We very recently considered this argument in Yates v. Dr. J. H. Ladd School, R.I., 387 A.2d 1043 (1978), in which another employee, after the 2-year limitation had run, sought dependency benefits under a preliminary agreement which did not list her three minor children. As we did in Yates, we will assume here without deciding that there is merit in the employee's contention that the right to dependency allowances belongs to her children and is tolled until their majority or until a guardian is appointed. This assumption, however, is of no avail to the employee here because we do not have before us a petition filed by her children or by a guardian acting on their behalf.[2] This petition was filed by the employee herself in her own name. Thus, "no claim of the children is before us, and however persuasive the employee's argument might be in a case which came to us in a different posture, it is inapposite in this case." Id. at 387 A.2d at 1044; cf. DeCosta v. Devine, 90 R.I. 240, 244-45, 157 A.2d 247, *377 248-49 (1960) (failure to file a petition for dependency benefits within 2 years of the time when the right to claim such benefits accrued barred a father's recovery thereafter).

The employee answers that in view of her limited knowledge of English and her having given notice of her dependents by filing a certificate of dependency status, the employer has failed to deal with her cooperatively and fairly as prescribed in Shea v. Gamco, Inc., 81 R.I. 12, 98 A.2d 864 (1953), and should therefore be estopped from asserting the statute of limitations.

As we pointed out in Shea, however, the Workers' Compensation Act itself imposes no original duty on the employer to aid an employee in asserting her rights under the Act, id. at 18, 98 A.2d at 867, and the record here contains only scant indications that the circumstances in this case were such as to require the employer to speak lest its silence would reasonably mislead the employee to rely thereon to her detriment. Id.; Martines v. Terminal Methods, Inc., 101 R.I. 599, 601, 225 A.2d 790, 792 (1967). Furthermore, the commission, by holding that the employee's claim was barred by the statute of limitations, impliedly rejected this estoppel argument, and no fraud having been shown, this negative finding is conclusive, Martines v. Terminal Methods, Inc., supra, and will not be disturbed on appeal.

The employee next argues that even if the benefits sought here are considered rights accruing to herself, they can still be awarded on an appeal from the agreement even beyond the 2-year limitation for original actions. She bases this contention on § 28-35-5, which provides in part that no appeal shall lie from a preliminary agreement approved by the director of labor "unless upon allegation that such agreement has been procured by fraud, coercion or mutual mistake of fact * * *."

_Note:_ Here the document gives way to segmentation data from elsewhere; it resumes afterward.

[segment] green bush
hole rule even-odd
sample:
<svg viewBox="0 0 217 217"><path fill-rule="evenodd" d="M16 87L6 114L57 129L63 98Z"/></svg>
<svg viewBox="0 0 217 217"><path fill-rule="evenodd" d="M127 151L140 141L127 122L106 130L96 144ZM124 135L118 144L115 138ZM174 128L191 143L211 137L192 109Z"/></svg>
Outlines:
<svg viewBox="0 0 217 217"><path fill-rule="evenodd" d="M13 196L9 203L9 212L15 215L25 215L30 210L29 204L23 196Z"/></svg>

In treating the employee's contentions under this section we make three broad assumptions, without deciding any of them, regarding conditions precedent to the bringing of such appeals. We do so in order to treat the primary issue here which was also raised in Yates v. Dr. J. H. Ladd School, supra, and which may well arise again in the future.

First, we will assume that, as the employee argues, the ordinary 2-year limitation does not apply to challenges under this section and that this appeal is timely. (The statute, in fact, has no explicit limitation for such appeals). Second, we assume that in spite of Trudeau v. United States Rubber Co., 92 R.I. 328, 168 A.2d 460 (1961), the employee can appeal her first two agreements even though the third agreement might ordinarily be thought to foreclose review of the earlier ones under the principles of res judicata. Third, we will assume that a party can have an agreement modified under § 28-35-5 and not just have it set aside.[3]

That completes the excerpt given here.